When any of these change (a participant joins, a moderator pins a track, recording starts), the Event DO calls broadcastNewSnapshot() to push the update to all connected clients.

Heartbeat Protocol

Clients send heartbeat messages to the Event DO at regular intervals. The heartbeat serves two purposes:

  1. Presence detection — if no heartbeat is received within 90 seconds, the user is marked as "away"
  2. Connection liveness — helps the DO distinguish between slow connections and dropped ones

A scheduled alarm runs every 30 seconds to scan for stale connections, mark away users, and remove users who haven't been seen in 24 hours.

Queue Management with Yjs

The Queue DO uses Yjs for conflict-free queue management. Multiple moderators can add, remove, and reorder participants in the queue simultaneously. Yjs CRDTs guarantee that all clients converge to the same state, even if edits happen concurrently on different connections.

The queue has two lists:

  • Pending — participants waiting to join the stage
  • Live — participants currently on stage

Moving a participant between lists is an atomic operation in the Yjs document.

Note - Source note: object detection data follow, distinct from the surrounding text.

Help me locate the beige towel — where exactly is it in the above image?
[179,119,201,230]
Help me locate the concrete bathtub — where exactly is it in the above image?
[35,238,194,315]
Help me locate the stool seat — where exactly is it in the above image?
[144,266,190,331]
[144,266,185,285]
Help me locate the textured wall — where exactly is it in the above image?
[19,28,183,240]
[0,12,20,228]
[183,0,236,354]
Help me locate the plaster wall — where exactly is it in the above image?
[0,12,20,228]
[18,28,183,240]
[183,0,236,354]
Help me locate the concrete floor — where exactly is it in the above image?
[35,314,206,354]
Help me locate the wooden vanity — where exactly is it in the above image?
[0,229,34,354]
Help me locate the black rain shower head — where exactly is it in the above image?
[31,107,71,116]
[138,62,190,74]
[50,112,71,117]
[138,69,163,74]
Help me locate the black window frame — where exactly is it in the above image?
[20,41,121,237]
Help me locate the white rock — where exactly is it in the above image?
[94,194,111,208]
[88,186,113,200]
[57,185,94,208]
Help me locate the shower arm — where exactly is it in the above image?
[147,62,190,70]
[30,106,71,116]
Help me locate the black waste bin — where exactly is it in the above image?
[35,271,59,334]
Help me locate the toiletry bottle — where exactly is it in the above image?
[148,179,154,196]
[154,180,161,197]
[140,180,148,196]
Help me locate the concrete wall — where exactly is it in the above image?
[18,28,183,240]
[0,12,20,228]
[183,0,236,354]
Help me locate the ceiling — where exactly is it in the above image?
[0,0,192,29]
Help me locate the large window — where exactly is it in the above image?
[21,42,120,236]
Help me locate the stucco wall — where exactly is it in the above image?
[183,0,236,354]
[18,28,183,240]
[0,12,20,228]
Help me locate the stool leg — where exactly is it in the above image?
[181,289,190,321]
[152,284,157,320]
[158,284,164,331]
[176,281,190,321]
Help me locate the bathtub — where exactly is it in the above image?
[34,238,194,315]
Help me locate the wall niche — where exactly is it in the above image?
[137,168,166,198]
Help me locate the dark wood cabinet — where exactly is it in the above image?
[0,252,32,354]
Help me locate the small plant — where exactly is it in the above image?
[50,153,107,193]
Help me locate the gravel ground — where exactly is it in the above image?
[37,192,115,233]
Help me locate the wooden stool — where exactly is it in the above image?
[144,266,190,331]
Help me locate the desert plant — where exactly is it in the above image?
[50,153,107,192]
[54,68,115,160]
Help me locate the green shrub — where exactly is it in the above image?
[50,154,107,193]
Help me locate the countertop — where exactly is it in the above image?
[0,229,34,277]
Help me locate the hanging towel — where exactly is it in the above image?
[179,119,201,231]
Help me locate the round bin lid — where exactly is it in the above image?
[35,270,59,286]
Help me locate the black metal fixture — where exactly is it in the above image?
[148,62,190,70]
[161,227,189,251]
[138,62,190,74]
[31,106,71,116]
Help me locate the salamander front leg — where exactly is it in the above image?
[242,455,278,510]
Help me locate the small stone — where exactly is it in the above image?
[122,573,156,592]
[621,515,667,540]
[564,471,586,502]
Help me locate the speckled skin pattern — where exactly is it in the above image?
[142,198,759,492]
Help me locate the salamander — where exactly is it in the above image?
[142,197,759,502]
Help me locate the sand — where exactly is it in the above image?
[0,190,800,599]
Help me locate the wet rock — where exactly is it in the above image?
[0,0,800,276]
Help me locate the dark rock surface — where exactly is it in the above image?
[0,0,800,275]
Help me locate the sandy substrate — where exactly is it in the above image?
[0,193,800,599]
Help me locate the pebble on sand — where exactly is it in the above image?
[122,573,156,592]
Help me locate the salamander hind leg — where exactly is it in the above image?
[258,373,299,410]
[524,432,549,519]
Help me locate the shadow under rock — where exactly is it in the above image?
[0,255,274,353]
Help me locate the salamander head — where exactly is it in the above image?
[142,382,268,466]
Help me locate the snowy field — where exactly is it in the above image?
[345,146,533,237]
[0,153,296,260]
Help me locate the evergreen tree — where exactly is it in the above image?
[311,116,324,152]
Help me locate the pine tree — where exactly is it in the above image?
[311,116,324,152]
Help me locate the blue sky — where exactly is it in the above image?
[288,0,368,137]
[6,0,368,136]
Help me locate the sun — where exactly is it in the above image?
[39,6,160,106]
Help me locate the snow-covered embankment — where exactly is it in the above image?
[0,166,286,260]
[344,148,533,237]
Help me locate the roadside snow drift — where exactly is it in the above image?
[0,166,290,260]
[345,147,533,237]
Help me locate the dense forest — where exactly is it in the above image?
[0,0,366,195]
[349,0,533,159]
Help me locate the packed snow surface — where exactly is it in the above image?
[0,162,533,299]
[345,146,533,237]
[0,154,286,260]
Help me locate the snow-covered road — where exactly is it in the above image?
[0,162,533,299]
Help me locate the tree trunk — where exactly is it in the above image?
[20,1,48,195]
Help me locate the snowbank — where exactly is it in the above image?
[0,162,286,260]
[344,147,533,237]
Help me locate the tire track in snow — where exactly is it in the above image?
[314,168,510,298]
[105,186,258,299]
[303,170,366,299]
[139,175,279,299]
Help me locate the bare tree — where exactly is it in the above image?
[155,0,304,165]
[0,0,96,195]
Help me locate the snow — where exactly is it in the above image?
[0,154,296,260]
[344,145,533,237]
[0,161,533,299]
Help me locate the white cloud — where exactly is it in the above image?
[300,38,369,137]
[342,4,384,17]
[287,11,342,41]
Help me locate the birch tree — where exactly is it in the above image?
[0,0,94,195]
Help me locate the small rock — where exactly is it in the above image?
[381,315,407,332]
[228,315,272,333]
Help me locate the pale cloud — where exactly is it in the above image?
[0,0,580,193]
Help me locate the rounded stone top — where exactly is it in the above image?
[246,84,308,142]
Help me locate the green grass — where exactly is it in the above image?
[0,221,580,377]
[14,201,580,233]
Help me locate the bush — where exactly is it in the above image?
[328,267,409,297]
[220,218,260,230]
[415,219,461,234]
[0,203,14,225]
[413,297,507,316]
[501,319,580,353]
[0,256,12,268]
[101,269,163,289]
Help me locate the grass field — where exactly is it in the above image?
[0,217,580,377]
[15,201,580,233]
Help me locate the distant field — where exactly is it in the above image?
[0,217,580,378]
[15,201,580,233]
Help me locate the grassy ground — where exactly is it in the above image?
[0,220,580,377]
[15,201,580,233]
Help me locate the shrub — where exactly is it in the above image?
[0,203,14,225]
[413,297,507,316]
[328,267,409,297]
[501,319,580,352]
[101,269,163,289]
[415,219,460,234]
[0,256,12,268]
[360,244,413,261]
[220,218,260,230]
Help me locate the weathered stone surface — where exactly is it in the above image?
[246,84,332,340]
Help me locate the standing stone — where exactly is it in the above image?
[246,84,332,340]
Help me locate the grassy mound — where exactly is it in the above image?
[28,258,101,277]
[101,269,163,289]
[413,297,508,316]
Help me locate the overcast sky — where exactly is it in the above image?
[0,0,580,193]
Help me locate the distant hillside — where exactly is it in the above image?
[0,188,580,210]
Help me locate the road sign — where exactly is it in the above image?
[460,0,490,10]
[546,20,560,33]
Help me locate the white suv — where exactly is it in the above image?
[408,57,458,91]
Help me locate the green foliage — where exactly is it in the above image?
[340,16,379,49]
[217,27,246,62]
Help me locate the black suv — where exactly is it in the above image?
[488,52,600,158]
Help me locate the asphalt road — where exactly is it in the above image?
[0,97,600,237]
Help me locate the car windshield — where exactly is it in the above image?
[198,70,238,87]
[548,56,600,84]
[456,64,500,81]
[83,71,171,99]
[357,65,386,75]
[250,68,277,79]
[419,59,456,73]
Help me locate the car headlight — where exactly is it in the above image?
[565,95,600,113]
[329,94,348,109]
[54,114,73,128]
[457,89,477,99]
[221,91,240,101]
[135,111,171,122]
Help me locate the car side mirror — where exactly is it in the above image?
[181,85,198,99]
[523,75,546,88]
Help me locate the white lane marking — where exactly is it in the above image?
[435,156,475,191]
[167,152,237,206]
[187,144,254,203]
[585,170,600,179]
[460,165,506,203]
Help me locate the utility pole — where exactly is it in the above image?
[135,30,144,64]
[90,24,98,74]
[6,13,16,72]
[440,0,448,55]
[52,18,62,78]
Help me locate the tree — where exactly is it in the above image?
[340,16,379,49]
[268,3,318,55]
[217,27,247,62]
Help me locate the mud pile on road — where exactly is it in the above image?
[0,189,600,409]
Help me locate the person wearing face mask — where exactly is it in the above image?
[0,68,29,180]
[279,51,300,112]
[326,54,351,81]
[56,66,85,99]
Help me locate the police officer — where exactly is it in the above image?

Architect's Note: Yjs adds ~15KB to the worker bundle but eliminates an entire class of concurrency bugs. Without CRDTs, you'd need server-side locking or last-write-wins semantics, both of which create poor user experiences when multiple moderators are active simultaneously.

Connection Lifecycle

Here's what happens when a user navigates to an event page and then leaves:

On join:

  1. Page loads as a Server Component, fetching event data from the database
  2. Client Components mount and request LiveKit + Twilio tokens via tRPC
  3. PartyKit WebSocket connection opens to the Event DO
  4. Event DO adds the user to its presence map and broadcasts a snapshot
  5. LiveKit and Twilio SDKs connect to their respective services
  6. User sees video, chat, and the participant list

On leave:

  1. Browser closes or navigates away
  2. WebSocket disconnect fires on the Event DO
  3. Event DO marks the user as offline in the next alarm cycle
  4. LiveKit and Twilio detect the disconnect through their own mechanisms
  5. Other participants see the user disappear from the participant list

Pitfall: There's a brief window (up to 30 seconds) between a user disconnecting and other users seeing them go offline. This is because the Event DO alarm runs on a 30-second cycle. For more responsive disconnect detection, you could reduce the alarm interval, but this increases Durable Object costs.

Error Handling

Real-time connections are inherently unreliable. The system handles failures at multiple levels:

  • LiveKit — the SDK auto-reconnects on transient failures. If the room closes, the client receives a disconnect event.
  • Twilio — the SDK manages reconnection. If the conversation is deleted server-side, the client receives an error event.
  • PartyKit — WebSocket disconnects trigger onClose on the Event DO. The client is expected to reconnect. The Event DO sends the full snapshot on reconnection, so no state is lost.
  • Recording — the CloudcasterCoordinator runs health checks every 30 seconds. If Mux or LiveKit egress fails, it updates the session status and broadcasts the failure to connected clients.